An MLIS student I know recently asked me to provide a “brief but insightful” response to the following question:

“Emerging technologies and changing library services will require an almost continuous state of change in libraries and information centers. What are the implications for leadership in those organizations in terms of organizational structures, staffing, and managerial behavior?”

My first thought1 was “That’s a stupid question. Libraries have always dealt with change and good management/organization should be technologically agnostic.” My second thought was “She probably won’t appreciate that response as much as I do.” So, I got to thinking and decided to answer at slightly greater length and re-frame the question. I include my response, in full, below and invite comment, criticism or ridicule. The Library Oracle keeps regular business hours and inquiries to his person may be delivered by carrier pigeon, written longhand on a papyrus scroll or posted in the comments.

This is less a forecast for the future and more a statement of the current situation. Emerging technologies have always driven change and shaped library services. I think what this question is getting at is the acceleration of technology that requires more frequent change in response to what is possible for and expected of libraries.

The biggest challenge facing leadership based on the rapid acceleration of change is in determining what libraries as institutions will look like in the future. We need to set our institutional missions based on what technological change makes possible and how this affects what our community expects. If, in the next ten years, ebooks are the dominant form of content distribution, what do we do about buldings and services that are based around physical books? How will publisher control over e-content shape what we can and cannot do? What services do we provide that become obsolete when physical limitations on media go away? What new services can we provide absent these limitations? Is our relationship with the community primarily transactional (checking out items) or relational (a place to gather, share, learn, etc.)? These are all questions that are affected by the rapid change of technology and need answering. These are questions that will determine what people think of when they hear the word “library” ten years from now.
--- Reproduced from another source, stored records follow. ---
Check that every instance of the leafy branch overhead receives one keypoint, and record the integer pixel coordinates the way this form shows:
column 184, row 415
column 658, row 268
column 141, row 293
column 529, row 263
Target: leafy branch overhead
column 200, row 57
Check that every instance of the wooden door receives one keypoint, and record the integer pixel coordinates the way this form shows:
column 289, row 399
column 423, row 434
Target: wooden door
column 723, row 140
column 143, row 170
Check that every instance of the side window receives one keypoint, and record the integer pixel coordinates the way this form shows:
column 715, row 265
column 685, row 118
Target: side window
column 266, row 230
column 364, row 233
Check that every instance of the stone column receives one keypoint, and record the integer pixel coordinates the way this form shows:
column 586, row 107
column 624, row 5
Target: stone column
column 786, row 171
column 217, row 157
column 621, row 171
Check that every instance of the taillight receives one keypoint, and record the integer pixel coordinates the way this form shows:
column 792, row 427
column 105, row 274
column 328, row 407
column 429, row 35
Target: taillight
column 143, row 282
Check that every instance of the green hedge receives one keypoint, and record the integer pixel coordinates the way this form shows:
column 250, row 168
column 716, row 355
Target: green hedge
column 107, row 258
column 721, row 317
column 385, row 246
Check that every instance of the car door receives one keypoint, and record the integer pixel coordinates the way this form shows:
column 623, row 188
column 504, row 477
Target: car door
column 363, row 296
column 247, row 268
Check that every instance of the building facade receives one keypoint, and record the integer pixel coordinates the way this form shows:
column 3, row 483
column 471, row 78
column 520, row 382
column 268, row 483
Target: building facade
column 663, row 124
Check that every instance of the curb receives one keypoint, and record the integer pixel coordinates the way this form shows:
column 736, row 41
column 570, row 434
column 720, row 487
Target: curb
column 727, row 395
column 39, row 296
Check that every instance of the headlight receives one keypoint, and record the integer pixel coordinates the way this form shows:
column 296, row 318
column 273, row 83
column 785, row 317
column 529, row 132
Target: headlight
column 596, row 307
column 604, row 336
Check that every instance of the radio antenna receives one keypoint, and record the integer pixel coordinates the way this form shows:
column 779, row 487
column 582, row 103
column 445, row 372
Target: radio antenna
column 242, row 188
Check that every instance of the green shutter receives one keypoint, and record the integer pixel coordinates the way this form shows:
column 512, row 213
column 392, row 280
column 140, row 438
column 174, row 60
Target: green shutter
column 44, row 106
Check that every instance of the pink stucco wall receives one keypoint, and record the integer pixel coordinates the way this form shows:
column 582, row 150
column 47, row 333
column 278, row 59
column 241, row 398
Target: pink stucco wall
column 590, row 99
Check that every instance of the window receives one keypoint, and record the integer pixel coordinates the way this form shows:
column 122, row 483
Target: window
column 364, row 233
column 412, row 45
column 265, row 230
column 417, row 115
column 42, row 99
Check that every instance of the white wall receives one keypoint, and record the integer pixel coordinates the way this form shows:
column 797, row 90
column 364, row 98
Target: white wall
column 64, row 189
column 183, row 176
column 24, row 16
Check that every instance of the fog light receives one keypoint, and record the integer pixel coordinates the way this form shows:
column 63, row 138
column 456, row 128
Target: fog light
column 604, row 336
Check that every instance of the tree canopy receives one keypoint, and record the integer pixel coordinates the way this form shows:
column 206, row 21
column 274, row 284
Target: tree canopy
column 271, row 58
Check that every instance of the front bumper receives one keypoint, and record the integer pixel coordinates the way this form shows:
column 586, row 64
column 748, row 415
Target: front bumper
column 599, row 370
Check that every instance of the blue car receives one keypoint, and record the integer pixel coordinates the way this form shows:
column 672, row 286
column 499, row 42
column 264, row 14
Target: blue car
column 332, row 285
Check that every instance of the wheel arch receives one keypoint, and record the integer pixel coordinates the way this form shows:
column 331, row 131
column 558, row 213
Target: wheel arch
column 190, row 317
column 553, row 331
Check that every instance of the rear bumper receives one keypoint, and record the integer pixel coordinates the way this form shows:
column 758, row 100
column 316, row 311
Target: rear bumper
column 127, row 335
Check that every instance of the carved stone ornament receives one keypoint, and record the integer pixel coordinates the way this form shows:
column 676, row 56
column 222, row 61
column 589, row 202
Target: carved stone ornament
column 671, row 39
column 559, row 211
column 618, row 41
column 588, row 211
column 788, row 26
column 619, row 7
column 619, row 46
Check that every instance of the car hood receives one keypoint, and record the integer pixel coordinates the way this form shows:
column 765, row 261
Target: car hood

The answers to these questions will affect the what of staffing, organizational structure and managerial behavior but I’m not sure they have much to do with the how. The tools are going to be different but the core principles should look pretty familiar. You need to hire an adequate number of staff members who have the core competencies to fulfill the mission of the library. You need to manage that staff in a way that keeps them motivated and productive. The implications for leadership in this case is that you have to keep pace with the world around you and hire/manage accordingly. I don’t see this as being a fundamental change from previous decades.

Aside from a broader physical distribution of the workforce (telecommuting, distance learning centers, “virtual branches”) the organizational structure will still require leaders with vision, managers with people skills, and workers with technical proficiency. I don’t think technology is going to bring about some sort of mercenary/contractor workforce in libraries that removes the traditional hierarchy of an institution. The challenge for leaders during this decade, as ever, is to maintain the viability of the institution by enhancing the life of the community they serve. If libraries do indeed survive as institutions, the things that make institutions tick will still apply.

Both brief and insightful if you ask me.